How dated is this cover?!  I never even thought about it when I first read See You Thursday by Jean Ure because I was a teenager in the 1980s.  It’s one of the books I found for myself in Lossiemouth Library.  Not long after I read it, the second book, After Thursday, was published and I read it too.  Meanwhile I had discovered more of Jean Ure’s books and thoroughly enjoyed them.  In fact, in my current collection I have kept three sets of hers.  As well as Marianne and Abe’s story (which was completed in Tomorrow is Also a Day), I have the two Sebastian books, If It Weren’t for Sebastian (I appreciated the subjunctive even as a teenager) and Always Sebastian, and the ballet duo, A Proper Little Nooryeff and You Win Some, You Lose Some.

Two of these books were published when I was an adult, a youngish adult, and not at a time when I was specifically collecting children’s books.  However, I bought a copy of Tomorrow is Also a Day and Always Sebastian out of my meagre salary.  That, I think, demonstrates how much I enjoyed Jean Ure’s writing.

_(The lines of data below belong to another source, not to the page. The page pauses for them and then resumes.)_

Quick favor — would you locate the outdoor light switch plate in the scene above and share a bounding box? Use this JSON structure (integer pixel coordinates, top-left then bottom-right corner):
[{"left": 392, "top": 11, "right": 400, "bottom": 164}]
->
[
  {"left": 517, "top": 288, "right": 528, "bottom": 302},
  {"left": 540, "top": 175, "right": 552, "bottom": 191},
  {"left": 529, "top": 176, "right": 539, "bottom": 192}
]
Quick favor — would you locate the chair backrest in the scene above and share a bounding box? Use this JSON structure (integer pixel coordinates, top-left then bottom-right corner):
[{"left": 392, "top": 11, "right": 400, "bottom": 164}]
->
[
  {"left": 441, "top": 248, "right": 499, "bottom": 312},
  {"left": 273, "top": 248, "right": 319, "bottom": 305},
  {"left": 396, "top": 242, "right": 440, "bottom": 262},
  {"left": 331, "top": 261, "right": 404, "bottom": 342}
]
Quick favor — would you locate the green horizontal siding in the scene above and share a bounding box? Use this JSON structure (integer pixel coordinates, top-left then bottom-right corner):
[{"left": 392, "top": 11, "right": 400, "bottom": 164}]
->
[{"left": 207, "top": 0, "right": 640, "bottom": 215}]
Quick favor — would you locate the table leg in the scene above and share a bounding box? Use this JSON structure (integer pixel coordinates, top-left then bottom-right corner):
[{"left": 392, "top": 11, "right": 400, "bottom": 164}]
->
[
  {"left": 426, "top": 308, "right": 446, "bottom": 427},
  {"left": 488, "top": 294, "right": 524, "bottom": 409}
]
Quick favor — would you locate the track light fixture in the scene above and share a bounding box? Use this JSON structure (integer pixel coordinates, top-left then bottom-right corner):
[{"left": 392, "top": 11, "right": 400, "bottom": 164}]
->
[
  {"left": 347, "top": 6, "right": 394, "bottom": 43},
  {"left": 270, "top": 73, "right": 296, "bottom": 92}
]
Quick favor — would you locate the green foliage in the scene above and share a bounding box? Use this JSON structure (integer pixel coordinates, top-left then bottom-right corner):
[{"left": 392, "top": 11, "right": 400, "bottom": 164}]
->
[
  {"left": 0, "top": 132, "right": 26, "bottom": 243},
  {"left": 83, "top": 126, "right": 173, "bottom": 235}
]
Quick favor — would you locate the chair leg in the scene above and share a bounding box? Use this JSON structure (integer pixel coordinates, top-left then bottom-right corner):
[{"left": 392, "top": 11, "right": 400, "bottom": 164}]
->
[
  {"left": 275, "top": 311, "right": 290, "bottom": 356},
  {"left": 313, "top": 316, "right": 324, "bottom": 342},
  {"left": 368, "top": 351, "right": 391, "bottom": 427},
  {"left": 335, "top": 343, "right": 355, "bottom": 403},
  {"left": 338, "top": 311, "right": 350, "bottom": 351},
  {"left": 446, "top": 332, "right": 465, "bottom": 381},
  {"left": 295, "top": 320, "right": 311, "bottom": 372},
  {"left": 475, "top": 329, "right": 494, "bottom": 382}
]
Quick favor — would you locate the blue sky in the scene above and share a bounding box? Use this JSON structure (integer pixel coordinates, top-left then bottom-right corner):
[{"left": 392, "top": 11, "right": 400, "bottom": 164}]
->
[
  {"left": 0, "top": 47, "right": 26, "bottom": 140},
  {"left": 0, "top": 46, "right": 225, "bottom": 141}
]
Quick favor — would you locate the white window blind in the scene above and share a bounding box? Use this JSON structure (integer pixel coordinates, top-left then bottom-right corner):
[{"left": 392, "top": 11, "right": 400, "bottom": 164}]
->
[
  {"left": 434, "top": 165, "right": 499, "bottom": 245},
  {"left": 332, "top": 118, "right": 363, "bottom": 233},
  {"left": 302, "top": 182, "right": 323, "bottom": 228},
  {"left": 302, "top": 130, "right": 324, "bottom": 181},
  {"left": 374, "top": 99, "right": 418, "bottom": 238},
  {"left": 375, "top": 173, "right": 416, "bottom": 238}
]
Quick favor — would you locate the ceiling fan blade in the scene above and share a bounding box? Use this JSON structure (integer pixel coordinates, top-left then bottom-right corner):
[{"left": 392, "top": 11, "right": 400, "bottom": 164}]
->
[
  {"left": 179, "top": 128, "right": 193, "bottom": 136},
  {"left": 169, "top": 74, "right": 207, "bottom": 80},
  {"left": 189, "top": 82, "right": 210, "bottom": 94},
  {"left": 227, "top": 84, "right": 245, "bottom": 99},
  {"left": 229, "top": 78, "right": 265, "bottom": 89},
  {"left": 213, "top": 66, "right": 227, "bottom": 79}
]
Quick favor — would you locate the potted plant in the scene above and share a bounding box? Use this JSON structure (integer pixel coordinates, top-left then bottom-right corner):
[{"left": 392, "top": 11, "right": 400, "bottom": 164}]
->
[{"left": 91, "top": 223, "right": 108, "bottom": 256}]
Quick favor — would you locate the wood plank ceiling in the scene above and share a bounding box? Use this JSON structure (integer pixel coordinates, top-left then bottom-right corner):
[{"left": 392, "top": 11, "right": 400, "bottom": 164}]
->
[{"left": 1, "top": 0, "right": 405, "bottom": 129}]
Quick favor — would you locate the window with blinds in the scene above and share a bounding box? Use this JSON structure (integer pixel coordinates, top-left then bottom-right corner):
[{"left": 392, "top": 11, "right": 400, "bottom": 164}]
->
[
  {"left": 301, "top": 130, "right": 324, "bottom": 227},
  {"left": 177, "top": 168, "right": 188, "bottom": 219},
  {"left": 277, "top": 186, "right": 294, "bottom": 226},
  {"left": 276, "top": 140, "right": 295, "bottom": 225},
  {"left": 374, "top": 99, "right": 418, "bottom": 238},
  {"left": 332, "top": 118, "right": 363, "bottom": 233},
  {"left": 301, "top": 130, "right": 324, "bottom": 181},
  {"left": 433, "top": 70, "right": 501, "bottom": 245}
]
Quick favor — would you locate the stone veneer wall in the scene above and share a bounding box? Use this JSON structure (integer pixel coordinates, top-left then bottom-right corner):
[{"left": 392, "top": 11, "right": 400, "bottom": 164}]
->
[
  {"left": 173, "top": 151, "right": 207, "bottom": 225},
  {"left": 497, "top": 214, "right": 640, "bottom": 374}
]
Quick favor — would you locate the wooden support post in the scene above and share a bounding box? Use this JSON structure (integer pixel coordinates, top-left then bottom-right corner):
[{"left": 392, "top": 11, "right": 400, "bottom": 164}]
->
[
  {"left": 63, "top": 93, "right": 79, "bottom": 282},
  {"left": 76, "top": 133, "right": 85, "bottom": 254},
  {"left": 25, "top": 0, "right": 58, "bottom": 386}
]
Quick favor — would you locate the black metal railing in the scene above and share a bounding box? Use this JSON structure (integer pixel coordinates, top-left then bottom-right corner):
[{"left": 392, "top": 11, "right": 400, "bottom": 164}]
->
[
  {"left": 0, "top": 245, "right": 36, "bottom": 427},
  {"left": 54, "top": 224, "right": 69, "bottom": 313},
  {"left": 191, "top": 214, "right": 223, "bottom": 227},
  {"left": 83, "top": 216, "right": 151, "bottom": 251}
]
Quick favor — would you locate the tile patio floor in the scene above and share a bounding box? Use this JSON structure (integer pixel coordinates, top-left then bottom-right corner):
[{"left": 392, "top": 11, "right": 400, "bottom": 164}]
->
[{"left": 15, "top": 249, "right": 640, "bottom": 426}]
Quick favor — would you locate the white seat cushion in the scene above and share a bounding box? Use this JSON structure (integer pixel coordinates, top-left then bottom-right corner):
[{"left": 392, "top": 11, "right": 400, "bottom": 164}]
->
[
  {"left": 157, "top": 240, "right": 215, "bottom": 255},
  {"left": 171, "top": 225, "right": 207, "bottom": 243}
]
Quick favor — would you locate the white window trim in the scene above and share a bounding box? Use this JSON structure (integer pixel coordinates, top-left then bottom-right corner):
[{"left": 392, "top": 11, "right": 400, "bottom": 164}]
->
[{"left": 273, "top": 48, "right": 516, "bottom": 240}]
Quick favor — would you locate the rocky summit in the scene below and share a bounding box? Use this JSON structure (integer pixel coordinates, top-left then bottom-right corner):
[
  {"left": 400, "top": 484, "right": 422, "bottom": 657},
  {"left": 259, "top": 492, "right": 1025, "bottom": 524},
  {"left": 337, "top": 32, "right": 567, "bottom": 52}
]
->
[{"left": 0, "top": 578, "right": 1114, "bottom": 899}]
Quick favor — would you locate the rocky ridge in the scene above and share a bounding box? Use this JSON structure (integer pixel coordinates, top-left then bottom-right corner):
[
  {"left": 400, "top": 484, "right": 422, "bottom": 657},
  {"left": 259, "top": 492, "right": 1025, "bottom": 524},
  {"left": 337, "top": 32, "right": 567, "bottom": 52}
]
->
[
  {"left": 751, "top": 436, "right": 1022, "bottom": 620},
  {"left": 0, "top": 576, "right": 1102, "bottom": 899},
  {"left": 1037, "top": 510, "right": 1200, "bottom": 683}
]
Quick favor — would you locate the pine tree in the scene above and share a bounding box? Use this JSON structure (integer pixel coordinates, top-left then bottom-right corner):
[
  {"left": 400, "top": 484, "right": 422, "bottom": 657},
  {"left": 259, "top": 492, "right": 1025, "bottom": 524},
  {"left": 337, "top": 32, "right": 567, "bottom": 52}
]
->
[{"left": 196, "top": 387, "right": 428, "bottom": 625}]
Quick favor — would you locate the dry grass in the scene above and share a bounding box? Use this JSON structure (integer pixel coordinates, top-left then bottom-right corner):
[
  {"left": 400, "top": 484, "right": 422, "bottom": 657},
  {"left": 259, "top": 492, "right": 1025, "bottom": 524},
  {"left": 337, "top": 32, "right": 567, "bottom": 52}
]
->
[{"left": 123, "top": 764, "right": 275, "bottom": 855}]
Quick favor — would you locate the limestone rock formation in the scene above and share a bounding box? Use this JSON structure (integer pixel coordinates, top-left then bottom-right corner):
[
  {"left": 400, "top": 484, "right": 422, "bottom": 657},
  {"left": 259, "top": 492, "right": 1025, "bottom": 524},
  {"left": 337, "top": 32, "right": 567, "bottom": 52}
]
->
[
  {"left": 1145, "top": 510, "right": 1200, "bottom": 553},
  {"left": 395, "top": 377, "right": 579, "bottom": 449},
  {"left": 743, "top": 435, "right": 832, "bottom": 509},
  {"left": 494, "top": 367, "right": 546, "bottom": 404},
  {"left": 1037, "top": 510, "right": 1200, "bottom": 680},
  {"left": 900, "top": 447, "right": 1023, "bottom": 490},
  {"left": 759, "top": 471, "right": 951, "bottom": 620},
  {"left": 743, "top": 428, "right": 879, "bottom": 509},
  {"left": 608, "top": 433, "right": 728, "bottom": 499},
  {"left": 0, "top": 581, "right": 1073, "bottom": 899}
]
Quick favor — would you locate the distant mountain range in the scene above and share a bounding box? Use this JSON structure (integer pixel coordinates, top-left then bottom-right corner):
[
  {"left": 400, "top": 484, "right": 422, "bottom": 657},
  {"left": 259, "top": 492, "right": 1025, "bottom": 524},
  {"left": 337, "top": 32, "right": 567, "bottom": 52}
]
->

I chose Thursday for my lockdown random selection because it was the first book by Jean Ure I read.  These days I don’t suppose it would appear unusual to a teenage reader but it has a blind male lead and a tentative age-gap relationship.  At fourteen or so I found it different enough to be significant although I can’t say that it impacted on my reaction to the book.